Ghost Particles Reveal the Secret of Nuclear Submarines

Nuclear submarines are the ultimate weapon systems, used only by the military superpowers like Russia and the US. Protected by seawater, they can surreptitiously travel the globe, appearing on the spot to survey or fire missiles, including nuclear weapons. Powered by a nuclear reactor, they can sail under water for months.

But that nuclear reactor inevitably also reveals information by continuously emitting billions of neutrinos, ghost particles that can shoot right through the reactor wall, the hull and even the entire Earth.

Despite their elusive nature, neutrinos are increasingly detectable. Bernadette Cogswell and Patrick Huber, two physicists from Virginia Tech University in the US, to describe in the trade magazine Physical Review Letters how detection a few meters away from the submarine can reveal the fraction of leftover nuclear fuel.

This would also expose the removal of nuclear fuel, which is a violation of the Nuclear Non-Proliferation Treaty (NPT). In order to enforce this ban, a system of inspections has been set up of, for example, nuclear reactors for energy generation. One loophole in that arrangement is the nuclear submarine. These are secret military installations, so the treaty does not require controls on board. Until now, the existing nuclear powers have coincided with the owners of nuclear submarines, but non-nuclear power Brazil is also working on its own nuclear submarine, and Australia is getting some. They should be inspected.

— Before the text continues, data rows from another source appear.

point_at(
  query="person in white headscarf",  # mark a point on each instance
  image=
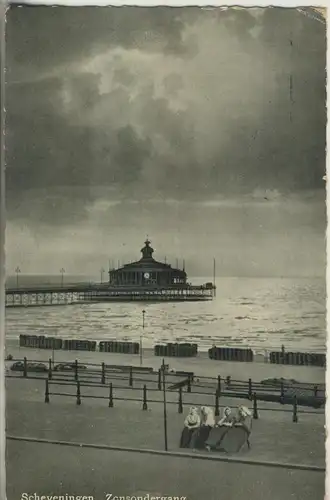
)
(191, 423)
(207, 423)
(214, 439)
(227, 418)
(244, 419)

With the new method, the nuclear submarine parks in the harbor above a neutrino detector on the bottom. Low-energy anti-neutrinos emitted during the decay of cerium-144 and ruthenium-106 can be detected with a detector of about 100 kilograms. The results indicate the amount of highly enriched nuclear fuel still in the reactor. This will have to correspond to the inspectors’ accounts.

Chinese patent

But the idea offers a possibility that goes much further: detection of sailing nuclear submarines. With that, the weapon would lose its greatest strength, stealth.

In 2014, a university in China patented a method to detect nuclear submarines with the help of neutrinos. There is also an American-British research project to monitor nuclear reactors tens of kilometers away using neutrinos.

Read about the search for secret nuclear weapons programs: This is how you track down a sneaky atomic bomb

Still, the detectors need to become much more sensitive to be of practical use, says Jaime Karremann, editor-in-chief of the defense publication navalships.nl† “New detection methods are often presented, but few systems actually come onto the market,” he writes. “Indeed, the sensitivity of these neutrino detectors is still a shortcoming. You can’t do anything with a range of five meters. But once it’s a few hundred meters, it’s getting closer to being suitable as a sensor on the seabed of relatively shallow waters. choke points”, such as straits.